Toen theoretici in 1992 voorspelden dat water bij zeer lage temperatuur een kritisch punt vertoont, en dat beneden dat punt twee verschillende vloeistoffasen bestaan met verschillende dichtheden, afhankelijk van de druk, kon dus niemand dat verifiëren.
Woutersen en promovendus Michiel Hilbers hebben het water nu vermengd met een soort ‘antivries’ dat kristallisatie voorkomt maar de watermoleculen nog wel ruimte genoeg geeft om de waterstofbruggen te vormen, die uiteindelijk verantwoordelijk zijn voor het gedrag in de vloeistoffase. De sterkte van die waterstofbruggen beïnvloedt de trillingsfrequenties van de O-H bindingen in het water, en die kun je weer volgen met infraroodspectrometrie.
De aanpak staat of valt met het juiste antivries. De eerste keuze, glycerol, bleek bij lage temperaturen te ontmengen. Maar met hydrazinium trifluoracetaat (N2H5TFA), een ionische vloeistof, bleek het wél te lukken. Het idee om deze stof te gebruiken werd aangedragen door Austen Angell, een hoogleraar aan Arizona State University die toevallig op bezoek was in Amsterdam. N2H5+ en TFA- vormen onderling ook waterstofbruggen, en dat netwerk blijkt zo sterk te lijken op dat van water dat het ‘waternetwerk’ er niet merkbaar door wordt beïnvloed.
Met andere woorden: als het goed is blijft het water zich gedragen als water, alleen kristalliseert het niet.
En inderdaad: bij langzame afkoeling van een mengsel dat voor ruim tweederde uit watermoleculen bestaat en voor de rest uit N2H5TFA, zie je bij ongeveer -80 °C het infrarood-absorptiespectrum sterk veranderen.

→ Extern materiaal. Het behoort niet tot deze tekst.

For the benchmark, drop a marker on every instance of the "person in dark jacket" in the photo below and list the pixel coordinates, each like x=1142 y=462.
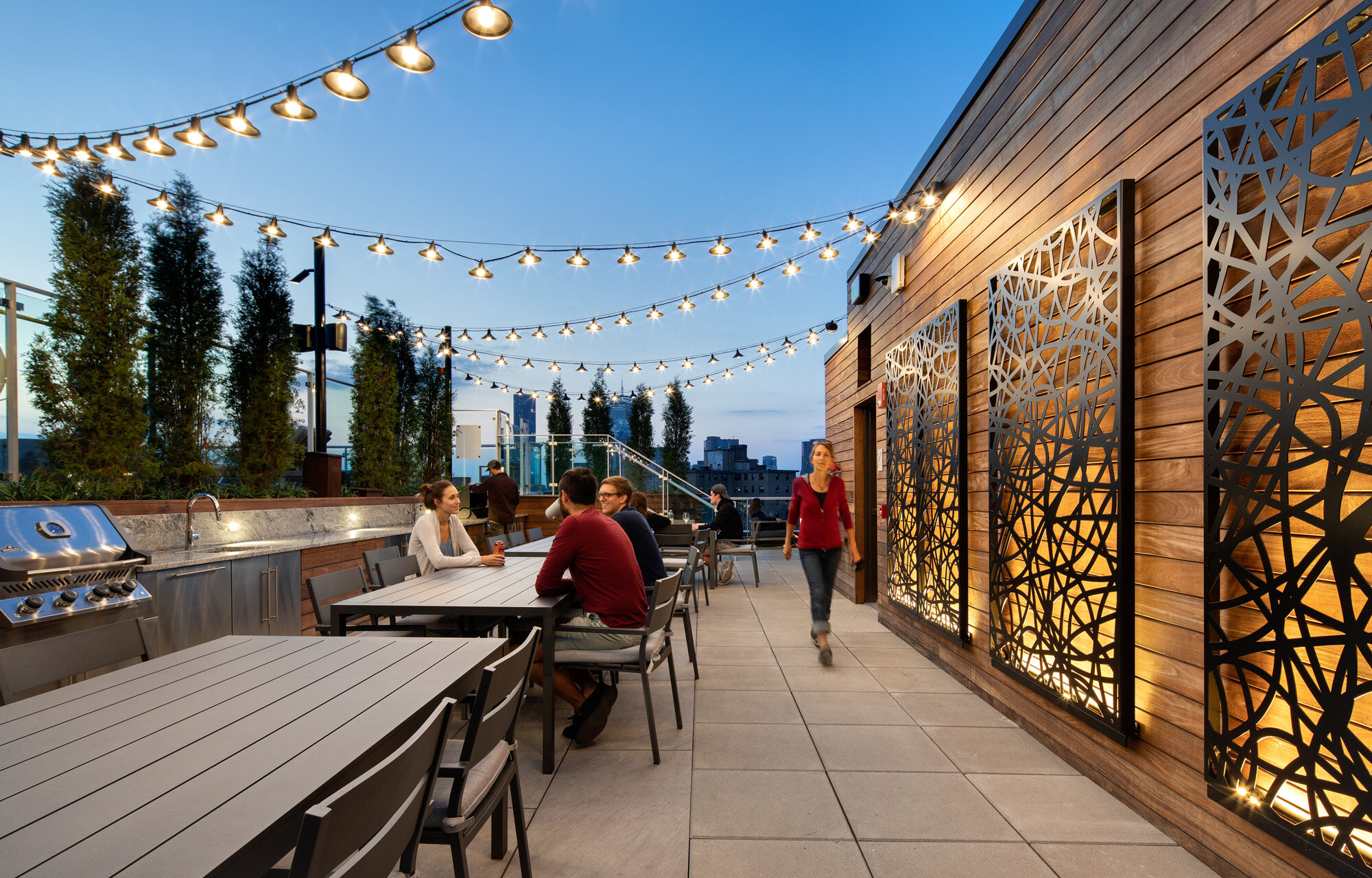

Bij opwarming verandert het terug, en volgens de onderzoekers is dat een sterke aanwijzing dat het water niet bevriest maar overgaat in een andere vloeibare fase.
Woutersen benadrukt overigens dat het formeel nog geen bewijs is. ‘Let wel: dit is water met een flinke scheut antivries erin. Weliswaar antivries die de structuur minimaal verstoort, maar toch’, stelt hij in een persbericht.